W tym samym okresie aresztowano również polskiego dziennikarza Andrzeja Poczobuta, działacza ZPnB. Według białoruskiej Prokuratury Generalnej Poczobut miał od 2018 roku współorganizować uroczystości poświęcone "żołnierzom wyklętym". Białoruska propaganda zarzuca polskiemu podziemiu antykomunistycznemu współpracę z III Rzeszą i dokonanie zbrodni na ludności cywilnej.

Borys o sytuacji na Białorusi i Poczobucie

W rozmowie na łamach "Rzeczpospolitej" Borys opisuje jak w ostatnich latach zmieniło się jej życie po latach prześladowań i podkreśla, że nie zrezygnuje z działań na Białorusi.

– Człowiek po takich przejściach jest uwrażliwiony na cierpienia innych.
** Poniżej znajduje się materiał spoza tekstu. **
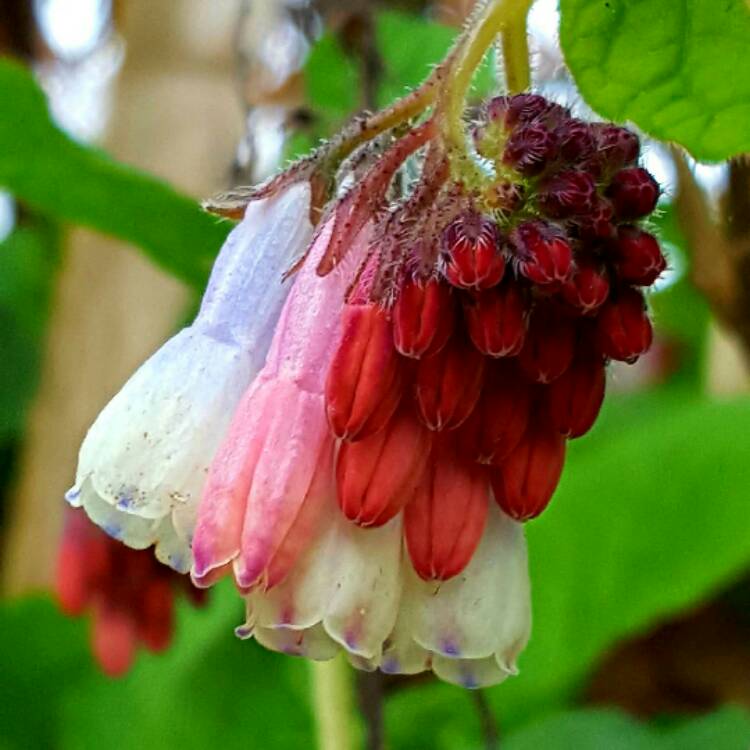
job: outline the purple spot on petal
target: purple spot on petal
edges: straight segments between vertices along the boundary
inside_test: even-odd
[[[393,657],[386,659],[380,665],[380,671],[385,672],[385,674],[398,674],[399,668],[398,659],[394,659]]]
Znacznie bardziej martwię się o innych ludzi. Zmieniają się wartości – tłumaczy.

– To co kiedyś było ważne, staje się nieważne. Nie czuję jakiejś euforii czy radości. Przede wszystkim martwię o ludzi – dodaje szefowa Związku Polaków na Białorusi, wspominając m.in. o Poczobucie. – Martwię się o Andrzeja Poczobuta i chciałabym, by jak najszybciej wyszedł na wolność – podkreśla.

– Białoruś jest naszym krajem, a Polska jest naszą drugą ojczyzną. Nie chcę uciekać ze swojej ziemi – mówi dalej działaczka, tłumacząc: " Koledzy namawiali mnie, bym pozostała w Polsce, ale uznałam, że muszę wrócić na Białoruś".
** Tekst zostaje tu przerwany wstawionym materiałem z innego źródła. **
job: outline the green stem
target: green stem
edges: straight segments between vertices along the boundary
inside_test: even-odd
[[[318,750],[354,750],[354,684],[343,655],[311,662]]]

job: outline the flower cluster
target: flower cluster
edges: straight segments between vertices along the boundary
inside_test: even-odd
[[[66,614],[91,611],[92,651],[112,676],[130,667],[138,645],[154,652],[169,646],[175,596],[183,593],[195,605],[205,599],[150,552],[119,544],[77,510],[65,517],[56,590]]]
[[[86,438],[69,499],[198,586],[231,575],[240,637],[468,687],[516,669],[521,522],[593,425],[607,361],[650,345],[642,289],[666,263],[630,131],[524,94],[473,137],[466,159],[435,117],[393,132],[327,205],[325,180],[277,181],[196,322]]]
Jasina: Polska robi wszystko, co może

– Borys jest chwilowo wolna, mam nadzieję, że na dłużej. Takiej pewności jednak mieć nie możemy, przy strasznym reżimie, który wiele razy trzymał ją w areszcie domowym – komentował w marcu rzecznik MSZ Łukasz Jasina.

– Polska robi wszystko, co może. Mamy taki, a nie inny reżim na wschodzie. Nawet jak reżim dyktatorski wybrał drogę irracjonalną i agresji. Mieliśmy regularną wojnę hybrydową ze strony Białorusi – przypomniał rzecznik.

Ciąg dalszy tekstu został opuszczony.